After the acquisition, Premier Cruises consisted of three different operations; i.e. Premier Cruise Line (Oceanic or the "Big Red Boat"), Dolphin Cruise Line , , , SS IslandBreeze, Seawind Cruise Line () (previously known as Companhia Colonial de Navegacao flagship the Infante Dom Henrique). as well as the vessel SS Rembrandt (previously known as Holland America Line's flagship the SS Rotterdam).

From the company's inception, Mr. Stensby grew Premier Cruises from one to six ships, operating on itineraries in the United States, Bahamas, South America, the Caribbean and Europe. Mr. Stensby resigned as chairman and chief executive officer of Premier Cruises in the fall of 1997 after growing the company to annualized revenues in excess of $200 million, an operating profit in excess of 20% and more than 3,000 employees, making Premier Cruises, with its 5,500 lower berths, the largest privately-held cruise line in the world at the time.

Post-1997 Premier Cruises (under new ownership and management led by Bruce Nierenberg) changed their business strategies and decided to cancel their marketing agreements with international marketing partners such as Thomson Holidays, Pullmantur and others and decided to reposition a number of their ships back to the United States.
A number of these marketing partners used this opportunity to establish their own cruise operations, such as Pullmantur in Spain who established their own cruise operations (Pullmantur Cruises) after the cancellation of their partnership with Premier Cruises. Pullmantur Cruises, through its parent company, was purchased by Royal Caribbean International in 2006. Thomson Holidays  also used the opportunity to build and expand their cruise operation post 1997 and is now part of the largest travel group in the world TUI.
 
Premier Cruises filed for bankruptcy in late 2000 and ceased operations.

Premier Cruise Line 
Premier Cruise Line was formed in 1983 by two cruise veterans, Bjornar Hermansen and Bruce Nierenberg, under a licensing agreement with the Walt Disney World Resort, and was the direct predecessor to the Disney Cruise Line. In 1992, The Walt Disney Company decided to establish their own cruise line and terminated their licensing agreements with the company. Premier then entered into a similar licensing agreement with Warner Bros. featuring the Looney Tunes characters, in order to maintain its family friendly image.

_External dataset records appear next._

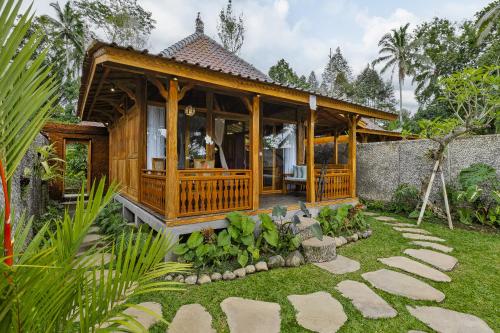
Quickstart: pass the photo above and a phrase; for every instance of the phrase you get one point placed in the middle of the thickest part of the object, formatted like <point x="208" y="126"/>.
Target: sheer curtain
<point x="156" y="134"/>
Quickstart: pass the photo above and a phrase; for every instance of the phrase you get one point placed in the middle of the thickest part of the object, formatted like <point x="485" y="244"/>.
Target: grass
<point x="474" y="289"/>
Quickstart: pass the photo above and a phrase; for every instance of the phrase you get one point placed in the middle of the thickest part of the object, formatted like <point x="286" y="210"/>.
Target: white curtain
<point x="156" y="134"/>
<point x="218" y="138"/>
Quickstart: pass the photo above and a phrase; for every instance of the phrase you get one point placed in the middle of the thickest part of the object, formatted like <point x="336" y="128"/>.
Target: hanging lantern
<point x="189" y="111"/>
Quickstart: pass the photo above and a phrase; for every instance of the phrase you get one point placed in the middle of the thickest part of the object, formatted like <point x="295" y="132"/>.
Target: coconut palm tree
<point x="396" y="52"/>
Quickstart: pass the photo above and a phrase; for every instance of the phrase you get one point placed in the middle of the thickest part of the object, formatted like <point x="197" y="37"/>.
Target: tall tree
<point x="230" y="29"/>
<point x="396" y="52"/>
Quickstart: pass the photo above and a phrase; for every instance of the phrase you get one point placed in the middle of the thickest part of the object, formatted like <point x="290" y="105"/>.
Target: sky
<point x="302" y="31"/>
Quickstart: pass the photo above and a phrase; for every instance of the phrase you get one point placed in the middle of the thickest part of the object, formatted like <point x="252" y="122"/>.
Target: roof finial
<point x="199" y="24"/>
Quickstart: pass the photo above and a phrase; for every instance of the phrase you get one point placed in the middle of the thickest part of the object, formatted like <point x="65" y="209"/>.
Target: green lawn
<point x="475" y="286"/>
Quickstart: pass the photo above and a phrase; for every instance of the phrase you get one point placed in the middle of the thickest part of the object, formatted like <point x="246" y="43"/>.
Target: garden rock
<point x="340" y="265"/>
<point x="275" y="261"/>
<point x="366" y="300"/>
<point x="204" y="278"/>
<point x="191" y="318"/>
<point x="294" y="259"/>
<point x="448" y="321"/>
<point x="250" y="269"/>
<point x="439" y="260"/>
<point x="403" y="285"/>
<point x="190" y="279"/>
<point x="318" y="312"/>
<point x="216" y="276"/>
<point x="316" y="250"/>
<point x="261" y="266"/>
<point x="240" y="272"/>
<point x="228" y="275"/>
<point x="249" y="316"/>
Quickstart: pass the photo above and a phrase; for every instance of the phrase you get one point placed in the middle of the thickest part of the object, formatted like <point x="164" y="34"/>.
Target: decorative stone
<point x="249" y="316"/>
<point x="414" y="230"/>
<point x="190" y="279"/>
<point x="316" y="250"/>
<point x="448" y="321"/>
<point x="240" y="272"/>
<point x="366" y="300"/>
<point x="439" y="260"/>
<point x="250" y="269"/>
<point x="414" y="267"/>
<point x="216" y="276"/>
<point x="434" y="246"/>
<point x="275" y="261"/>
<point x="204" y="278"/>
<point x="191" y="318"/>
<point x="294" y="259"/>
<point x="422" y="237"/>
<point x="339" y="265"/>
<point x="403" y="285"/>
<point x="228" y="275"/>
<point x="261" y="266"/>
<point x="318" y="312"/>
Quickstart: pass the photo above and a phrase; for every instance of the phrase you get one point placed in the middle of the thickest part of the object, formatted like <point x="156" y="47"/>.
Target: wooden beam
<point x="311" y="190"/>
<point x="172" y="184"/>
<point x="255" y="150"/>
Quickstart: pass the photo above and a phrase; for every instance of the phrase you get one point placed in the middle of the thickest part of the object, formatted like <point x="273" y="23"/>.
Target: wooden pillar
<point x="311" y="177"/>
<point x="172" y="184"/>
<point x="352" y="122"/>
<point x="255" y="150"/>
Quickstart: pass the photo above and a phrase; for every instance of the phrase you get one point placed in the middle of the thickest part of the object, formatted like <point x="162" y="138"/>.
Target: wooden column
<point x="352" y="122"/>
<point x="311" y="188"/>
<point x="255" y="150"/>
<point x="172" y="184"/>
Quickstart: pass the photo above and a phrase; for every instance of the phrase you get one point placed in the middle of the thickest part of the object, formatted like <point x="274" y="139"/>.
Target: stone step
<point x="414" y="267"/>
<point x="448" y="321"/>
<point x="366" y="300"/>
<point x="339" y="265"/>
<point x="191" y="318"/>
<point x="249" y="316"/>
<point x="318" y="312"/>
<point x="316" y="250"/>
<point x="403" y="285"/>
<point x="439" y="260"/>
<point x="434" y="246"/>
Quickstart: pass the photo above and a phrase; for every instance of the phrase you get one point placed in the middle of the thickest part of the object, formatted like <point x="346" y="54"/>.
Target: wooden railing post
<point x="171" y="182"/>
<point x="311" y="190"/>
<point x="255" y="150"/>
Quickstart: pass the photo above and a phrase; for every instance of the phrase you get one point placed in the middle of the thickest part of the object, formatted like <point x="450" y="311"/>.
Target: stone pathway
<point x="439" y="260"/>
<point x="249" y="316"/>
<point x="414" y="267"/>
<point x="340" y="265"/>
<point x="366" y="300"/>
<point x="191" y="318"/>
<point x="403" y="285"/>
<point x="318" y="312"/>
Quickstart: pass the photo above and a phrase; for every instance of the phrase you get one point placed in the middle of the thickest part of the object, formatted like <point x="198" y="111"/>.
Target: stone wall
<point x="382" y="166"/>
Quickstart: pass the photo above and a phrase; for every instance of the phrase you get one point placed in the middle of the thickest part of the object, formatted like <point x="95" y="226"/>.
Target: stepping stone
<point x="366" y="300"/>
<point x="403" y="285"/>
<point x="415" y="230"/>
<point x="191" y="318"/>
<point x="422" y="237"/>
<point x="318" y="312"/>
<point x="249" y="316"/>
<point x="434" y="246"/>
<point x="449" y="321"/>
<point x="316" y="250"/>
<point x="414" y="267"/>
<point x="439" y="260"/>
<point x="339" y="265"/>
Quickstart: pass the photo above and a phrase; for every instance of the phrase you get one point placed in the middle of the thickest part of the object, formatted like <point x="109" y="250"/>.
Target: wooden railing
<point x="206" y="191"/>
<point x="153" y="190"/>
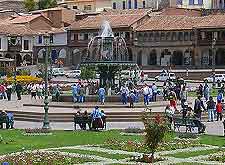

The line continued to operate offering land/sea vacation packages including visits to Disney World and Universal Studios theme parks in Florida.

Some Premier Cruises vessels were still operating until fairly recently, such as the SS Oceanic ("Big Red Boat"), which was sold by Pullmantur (a Royal Caribbean company) in April 2009 to Japan-based Peace Boat, and the SS Rembrandt, formerly known as the SS Rotterdam, was purchased by an investor group in the Netherlands, to be restored and kept as an historic landmark in the city of Rotterdam.

As of 2012, the SS Oceanic was sold for scrap, and the former Starship Majestic, now known as the Ocean Dream, was sailing out of Asia. In 2016, the Ocean Dream, which had changed hands and names multiple times and been abandoned by its owner, capsized and sank off the port of Laem Chabang, Thailand, leaking oil into the Gulf of Thailand.